H&R Block earnings flat, revenues up despite drop in returns handled

Bloomberg

H&R Block Inc. handled fewer tax returns in the filing season that ended April 15 but still collected more money from customers.

The Kansas City-based tax preparation company on Monday credited price increases and higher volumes of digital do-it-yourself customers for a 1.8 percent increase in revenues for its fiscal year. Block previously reported the decline in the number of tax returns it handled.

Profits remained flat despite the revenue bump. Block earned $473.7 million, or $1.71 per share, in its fiscal year that ended April 30. A year earlier, it earned $475.2 million, or $1.72 a share.

Revenue for the year reached nearly $3.08 billion compared with $3.02 billion a year ago.

Block handled fewer returns partly because there weren’t that many to handle. Normally, the number of tax returns filed with the Internal Revenue Service climb between 1 percent and 2 percent a year.

“We were surprised this year that the unit count (growth) was under 1 percent,” Block’s chief executive, Bill Cobb, said during a conference with analysts.

And Cobb said he sees no reason to account for the scant increase in total returns filed nationally. Next year’s growth should be normal.
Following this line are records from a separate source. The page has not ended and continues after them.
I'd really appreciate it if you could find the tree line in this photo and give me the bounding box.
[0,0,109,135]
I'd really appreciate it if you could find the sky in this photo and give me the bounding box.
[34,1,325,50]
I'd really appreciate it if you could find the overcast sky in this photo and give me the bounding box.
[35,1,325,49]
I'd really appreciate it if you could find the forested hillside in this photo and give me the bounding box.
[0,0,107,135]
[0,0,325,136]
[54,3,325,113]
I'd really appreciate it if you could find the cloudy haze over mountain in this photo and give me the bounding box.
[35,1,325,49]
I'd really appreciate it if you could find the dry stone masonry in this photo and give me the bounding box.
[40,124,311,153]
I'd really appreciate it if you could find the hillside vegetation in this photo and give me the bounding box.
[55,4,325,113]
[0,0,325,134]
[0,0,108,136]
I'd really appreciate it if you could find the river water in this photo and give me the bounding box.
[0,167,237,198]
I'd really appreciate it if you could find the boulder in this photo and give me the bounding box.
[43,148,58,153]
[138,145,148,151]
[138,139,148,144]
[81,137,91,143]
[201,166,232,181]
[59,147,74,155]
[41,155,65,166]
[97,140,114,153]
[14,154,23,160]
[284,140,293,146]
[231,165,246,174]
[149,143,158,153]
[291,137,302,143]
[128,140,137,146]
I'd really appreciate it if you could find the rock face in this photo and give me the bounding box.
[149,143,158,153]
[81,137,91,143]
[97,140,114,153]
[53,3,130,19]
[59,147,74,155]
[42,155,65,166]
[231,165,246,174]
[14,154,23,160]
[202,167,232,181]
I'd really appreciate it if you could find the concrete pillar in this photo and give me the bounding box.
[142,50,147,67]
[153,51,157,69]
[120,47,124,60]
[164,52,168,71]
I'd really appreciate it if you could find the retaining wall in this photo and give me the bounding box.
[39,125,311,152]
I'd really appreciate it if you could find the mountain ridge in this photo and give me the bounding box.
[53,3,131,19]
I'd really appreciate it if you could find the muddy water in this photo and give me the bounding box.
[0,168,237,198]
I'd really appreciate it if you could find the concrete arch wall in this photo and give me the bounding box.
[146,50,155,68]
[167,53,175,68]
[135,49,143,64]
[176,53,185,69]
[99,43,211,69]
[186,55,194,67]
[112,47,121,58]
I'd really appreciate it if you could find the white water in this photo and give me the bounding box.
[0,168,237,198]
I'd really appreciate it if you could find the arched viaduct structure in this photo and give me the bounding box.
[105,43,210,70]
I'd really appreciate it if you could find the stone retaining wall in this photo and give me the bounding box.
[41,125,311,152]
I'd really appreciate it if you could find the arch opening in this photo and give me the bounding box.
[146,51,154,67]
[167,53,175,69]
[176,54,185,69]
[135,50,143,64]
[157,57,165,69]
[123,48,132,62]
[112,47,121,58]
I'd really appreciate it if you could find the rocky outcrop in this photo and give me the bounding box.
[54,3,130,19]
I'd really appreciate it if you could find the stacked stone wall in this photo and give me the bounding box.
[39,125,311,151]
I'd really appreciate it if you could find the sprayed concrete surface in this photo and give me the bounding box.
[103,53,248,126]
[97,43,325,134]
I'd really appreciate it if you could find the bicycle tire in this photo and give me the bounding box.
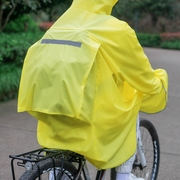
[110,118,160,180]
[132,119,160,180]
[19,158,81,180]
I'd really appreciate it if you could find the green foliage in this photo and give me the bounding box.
[0,31,43,66]
[137,33,161,47]
[0,64,21,101]
[4,14,39,33]
[0,31,43,101]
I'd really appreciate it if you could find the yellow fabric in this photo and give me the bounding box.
[18,0,168,169]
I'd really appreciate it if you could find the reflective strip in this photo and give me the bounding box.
[41,39,82,47]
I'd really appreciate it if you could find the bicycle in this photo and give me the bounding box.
[9,118,160,180]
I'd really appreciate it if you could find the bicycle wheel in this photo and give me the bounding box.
[110,118,160,180]
[19,158,81,180]
[132,119,160,180]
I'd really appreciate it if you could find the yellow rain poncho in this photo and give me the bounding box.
[18,0,167,169]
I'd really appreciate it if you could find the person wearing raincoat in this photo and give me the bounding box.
[18,0,168,180]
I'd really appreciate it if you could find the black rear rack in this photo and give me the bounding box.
[9,148,84,180]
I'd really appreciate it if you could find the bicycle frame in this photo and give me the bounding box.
[9,131,146,180]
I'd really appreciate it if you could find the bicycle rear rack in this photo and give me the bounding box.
[9,148,85,180]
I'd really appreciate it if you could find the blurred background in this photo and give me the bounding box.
[0,0,180,101]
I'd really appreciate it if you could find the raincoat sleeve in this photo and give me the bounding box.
[114,23,168,113]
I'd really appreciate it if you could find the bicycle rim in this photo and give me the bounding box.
[132,119,160,180]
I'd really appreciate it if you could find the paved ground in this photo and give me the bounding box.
[0,48,180,180]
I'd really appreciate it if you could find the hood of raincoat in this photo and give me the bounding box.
[72,0,118,15]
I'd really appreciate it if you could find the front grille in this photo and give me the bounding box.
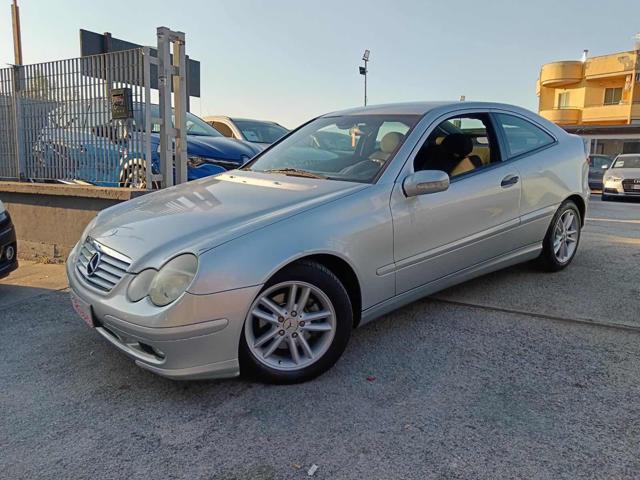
[622,178,640,195]
[76,238,131,292]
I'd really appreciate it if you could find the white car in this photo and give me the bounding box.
[602,153,640,201]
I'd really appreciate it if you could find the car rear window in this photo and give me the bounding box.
[496,113,555,158]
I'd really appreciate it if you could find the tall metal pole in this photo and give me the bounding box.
[364,60,368,107]
[358,50,371,107]
[11,0,22,65]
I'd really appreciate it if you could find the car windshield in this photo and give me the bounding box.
[233,120,289,143]
[611,155,640,168]
[244,115,420,183]
[589,155,612,169]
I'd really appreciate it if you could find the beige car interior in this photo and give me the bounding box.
[369,132,404,163]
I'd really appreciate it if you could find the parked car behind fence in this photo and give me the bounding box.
[205,116,289,148]
[33,98,261,188]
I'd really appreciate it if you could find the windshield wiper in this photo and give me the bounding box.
[263,168,327,180]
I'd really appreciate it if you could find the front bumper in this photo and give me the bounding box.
[67,251,261,380]
[0,211,18,278]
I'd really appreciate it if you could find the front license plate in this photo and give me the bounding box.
[71,292,94,328]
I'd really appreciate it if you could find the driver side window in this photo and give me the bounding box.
[413,113,500,178]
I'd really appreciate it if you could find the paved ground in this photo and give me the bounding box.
[0,194,640,479]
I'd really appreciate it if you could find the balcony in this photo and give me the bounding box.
[540,108,581,125]
[540,60,583,88]
[582,103,631,124]
[584,52,636,80]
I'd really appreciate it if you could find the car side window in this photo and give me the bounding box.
[496,113,555,158]
[413,113,500,178]
[213,122,233,138]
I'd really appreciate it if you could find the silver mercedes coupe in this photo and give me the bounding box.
[67,102,589,383]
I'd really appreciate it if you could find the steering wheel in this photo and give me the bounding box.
[340,159,380,178]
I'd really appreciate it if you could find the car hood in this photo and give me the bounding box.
[605,168,640,179]
[187,135,262,163]
[87,170,367,271]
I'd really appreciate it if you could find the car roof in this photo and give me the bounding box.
[203,115,279,125]
[323,100,522,117]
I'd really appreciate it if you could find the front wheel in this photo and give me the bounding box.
[538,200,582,272]
[239,261,353,383]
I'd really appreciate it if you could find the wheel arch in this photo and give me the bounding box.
[565,194,587,227]
[269,253,362,327]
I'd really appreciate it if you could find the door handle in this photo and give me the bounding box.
[500,175,520,188]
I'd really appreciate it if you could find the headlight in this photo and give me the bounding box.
[148,253,198,307]
[187,157,208,168]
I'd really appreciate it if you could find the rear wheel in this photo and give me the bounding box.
[120,158,147,189]
[239,261,353,383]
[538,200,582,272]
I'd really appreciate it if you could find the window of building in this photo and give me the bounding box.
[604,87,622,105]
[558,92,571,108]
[496,113,555,158]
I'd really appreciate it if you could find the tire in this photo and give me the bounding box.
[538,200,582,272]
[239,261,353,384]
[120,158,147,189]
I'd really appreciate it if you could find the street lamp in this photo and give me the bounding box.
[358,50,371,106]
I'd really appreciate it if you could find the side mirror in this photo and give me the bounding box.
[402,170,449,197]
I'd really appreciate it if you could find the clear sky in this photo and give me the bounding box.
[0,0,640,127]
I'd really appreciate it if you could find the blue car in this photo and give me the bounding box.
[31,99,261,188]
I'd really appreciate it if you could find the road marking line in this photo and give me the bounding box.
[587,217,640,224]
[429,297,640,333]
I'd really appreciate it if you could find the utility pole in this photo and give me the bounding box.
[358,50,371,107]
[11,0,22,65]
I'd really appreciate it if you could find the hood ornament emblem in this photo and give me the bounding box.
[87,252,102,277]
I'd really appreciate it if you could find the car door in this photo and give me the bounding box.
[391,112,520,294]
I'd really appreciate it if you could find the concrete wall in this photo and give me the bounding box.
[0,182,146,261]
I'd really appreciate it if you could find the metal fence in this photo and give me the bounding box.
[0,48,152,186]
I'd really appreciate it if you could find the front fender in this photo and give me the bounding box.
[189,185,395,308]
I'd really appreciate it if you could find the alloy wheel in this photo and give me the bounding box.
[553,210,580,263]
[244,281,336,371]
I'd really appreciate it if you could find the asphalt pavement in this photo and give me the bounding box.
[0,194,640,479]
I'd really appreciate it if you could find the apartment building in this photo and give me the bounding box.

There were other surprises for the company.

The Affordable Care Act, commonly called Obamacare, hit the tax returns of only 16 percent of Block customers, the company said. It had expected 25 percent of customers to “intersect” with the health care reform as they filed taxes this spring.

A documentation loophole may account for some of that difference.

Taxpayers faced a penalty this spring for not having health care coverage last year. Tax forms simply allowed filers to check a box saying they had coverage, with no additional information required to prove it.

“A lot of people used the check box to avoid ACA penalties,” Mark Ciaramitaro, H&R Block’s vice president of health care, said during the call with analysts.

Next year, tax filers will have to include new forms proving they have health care coverage, closing the loophole.

In addition, H&R Block still has not completed the sale of its bank, H&R Block Bank in Kansas City. Regulators have not approved the sale to the Bank of the Internet. Block would rely on other banks to provide the services H&R Block Bank provides now.

Cobb is keen on selling the bank because owning it requires the company to keep more capital on hand than it would need otherwise. Wrapping up the sale would give the company an extra $1 billion in capital to put to other uses.

Cobb said the slow approval process has been frustrating but emphasized that the bank will go eventually.

“No. 1, we are going to get out of this business,” he said.

H&R Block previously reported about a 1 percent decline in the number of U.S. tax returns it prepared in the season that ended April 15. The drop to 20.49 million returns in the U.S. was heavier among its assisted returns, which saw a 4.4 percent dip in returns.

Globally, H&R Block handled 0.1 percent fewer returns for a total of 24.2 million worldwide.